Hatice validemiz, Resul’le nişanlıyken,

Şöyle haber gönderdi o Server’e gizliden:

 

(Etraftan diyorlar ki: Sen bu zenginliğinle,

Nasıl evleniyorsun öyle fakir biriyle?

 

Bu dedikoduları bertaraf etmek için,

Bizim eve, az bir şey çeyiz gönderir misin?

 

Ben, o gelen şeyleri, çoğaltıp bendekiyle,

Herkese gösteririm senden gelen mal diye.)

 

Allah’ın Sevgilisi alınca bu haberi,

İnsanlık icabiyle mahzun oldu kalpleri.

 

Zira göndermek için hazret-i Hatice’ye,

Hiç de malik değildi az bir mal ve akçeye.

 

Kimden ödünç alayım? diye düşünür iken,

Hatırına, hazret-i Ebu Bekr geldi birden.

 

Ve onun dükkanına yürüdü bir an önce.

Kapıda karşıladı, o Resul’ü görünce.

 

Dedi: (Sevgili dostum, bir şey mi üzdü sizi?

Düşünceli görürüm zira hazretinizi.)

 

Buyurdu: (Ya Eba bekr, bugün ben Hatice’ye,

Göndermem gerekiyor bir şeyler çeyiz diye.)

 

O dedi: (Bu iş kolay, niçin üzülüyorsun?

Benim ne malım varsa, yoluna feda olsun.

 

Az önce haber aldım, bir kervanım gelecek.

Şam’a göndermiş idim, şimdi şehre girecek.

 

Hepsi yetmiş devedir, yüklüdür çok mal ile.

O kervan sizin olsun, bilcümle emvaliyle.

 

Kervanı, Hatice’ye gönder çeyiz olarak.

Yeter ki kalbinize toz konmasın en ufak.)

 

O dediği kervan da, şehire girdi o an.

Dedi: (Bakın göründü, geliyor işte kervan.)

 

Hazret-i Ebu Bekir durdurdu kervanını.

İpekli kumaşlarla donattı her yanını.

 

Ve görmeleri için bunu insanların da,

Dolaştırdı kervanı Mekke sokaklarında.

 

Mekke halkı görünce, yetmiş yüklü deveyi,

Dediler: (Hiç görmedik böyle çok hediyeyi.)

 

Ateş düştü kalbine Onu kıskananların.

Ve eridi içleri kötü fesatçıların.

 

Hatice validemiz, yirmibeş yıl, berdevam,

O Server'e hizmette, gösterdi çok ihtimam.

 

Mesela Resulullah üzülseydi bir şeye,

Eve gelip söylerdi hazret-i Hatice’ye.

 

Zira yoktu o günler gidecek başka yeri.

Onun tesellisiyle rahatlardı kalpleri.

 

Derdi: (Ya Resulallah, üzülmesin hiç kalbin.

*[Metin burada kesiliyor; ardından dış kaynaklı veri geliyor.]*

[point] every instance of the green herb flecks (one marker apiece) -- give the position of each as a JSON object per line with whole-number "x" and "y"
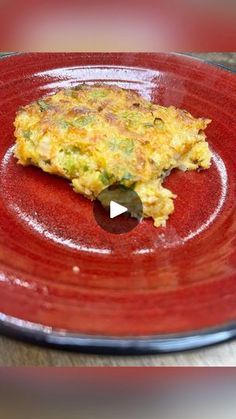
{"x": 127, "y": 176}
{"x": 105, "y": 177}
{"x": 148, "y": 125}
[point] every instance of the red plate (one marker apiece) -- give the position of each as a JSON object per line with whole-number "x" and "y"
{"x": 150, "y": 289}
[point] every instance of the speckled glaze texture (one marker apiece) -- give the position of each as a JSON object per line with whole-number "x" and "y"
{"x": 60, "y": 270}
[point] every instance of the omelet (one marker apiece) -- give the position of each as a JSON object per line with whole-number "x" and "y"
{"x": 100, "y": 135}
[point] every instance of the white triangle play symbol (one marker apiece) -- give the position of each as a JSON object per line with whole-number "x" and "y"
{"x": 116, "y": 209}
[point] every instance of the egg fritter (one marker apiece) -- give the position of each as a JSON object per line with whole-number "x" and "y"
{"x": 101, "y": 135}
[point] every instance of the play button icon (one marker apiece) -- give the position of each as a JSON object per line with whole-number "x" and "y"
{"x": 118, "y": 209}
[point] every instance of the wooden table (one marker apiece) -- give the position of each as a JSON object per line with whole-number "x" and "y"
{"x": 13, "y": 353}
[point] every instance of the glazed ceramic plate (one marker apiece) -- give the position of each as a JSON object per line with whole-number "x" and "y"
{"x": 65, "y": 281}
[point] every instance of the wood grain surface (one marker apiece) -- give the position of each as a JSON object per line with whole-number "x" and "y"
{"x": 14, "y": 353}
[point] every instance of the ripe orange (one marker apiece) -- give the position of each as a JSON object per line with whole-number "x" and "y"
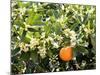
{"x": 66, "y": 54}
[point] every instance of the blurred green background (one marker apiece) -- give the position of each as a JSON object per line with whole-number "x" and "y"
{"x": 40, "y": 30}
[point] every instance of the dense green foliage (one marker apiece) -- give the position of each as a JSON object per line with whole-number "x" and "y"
{"x": 40, "y": 30}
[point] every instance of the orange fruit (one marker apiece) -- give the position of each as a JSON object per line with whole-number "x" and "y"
{"x": 66, "y": 54}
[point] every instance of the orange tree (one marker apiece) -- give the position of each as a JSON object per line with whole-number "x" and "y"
{"x": 40, "y": 30}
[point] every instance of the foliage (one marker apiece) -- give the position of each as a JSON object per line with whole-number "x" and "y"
{"x": 40, "y": 30}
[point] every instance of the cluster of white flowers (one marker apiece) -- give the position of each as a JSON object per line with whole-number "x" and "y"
{"x": 72, "y": 35}
{"x": 42, "y": 51}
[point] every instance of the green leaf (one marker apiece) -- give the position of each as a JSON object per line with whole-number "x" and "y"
{"x": 25, "y": 56}
{"x": 15, "y": 51}
{"x": 23, "y": 35}
{"x": 34, "y": 56}
{"x": 32, "y": 30}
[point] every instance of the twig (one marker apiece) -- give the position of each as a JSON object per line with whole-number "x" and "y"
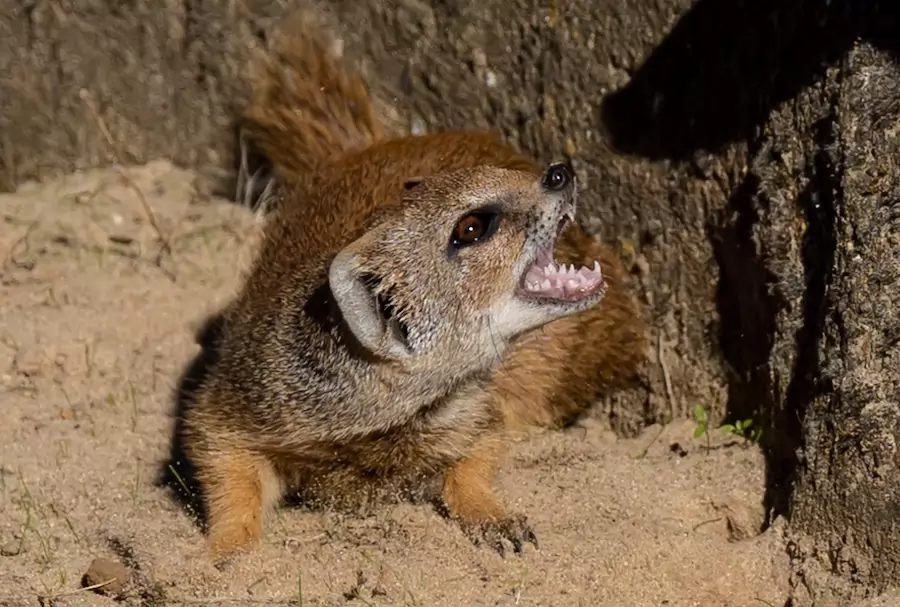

İtaat edecektir sonunda sana kavmin.)

 

O, Resul-i ekrem’e çok hizmet ettiğinden,

Allahü teâlâ da hoşnud oldu kendinden.

 

Peygamber Efendimiz, ona bir gün dedi ki:

(Ey Hatice, Rabbimiz bana emreyledi ki:

 

Müjde ver Hatice’ye, de ki: Allah, Cennette,

Sana, beyaz inciden köşk verecek elbette.

 

Olmayacak orada sıkıntısı, kederi.

Artacak ebediyen hem dahi nimetleri)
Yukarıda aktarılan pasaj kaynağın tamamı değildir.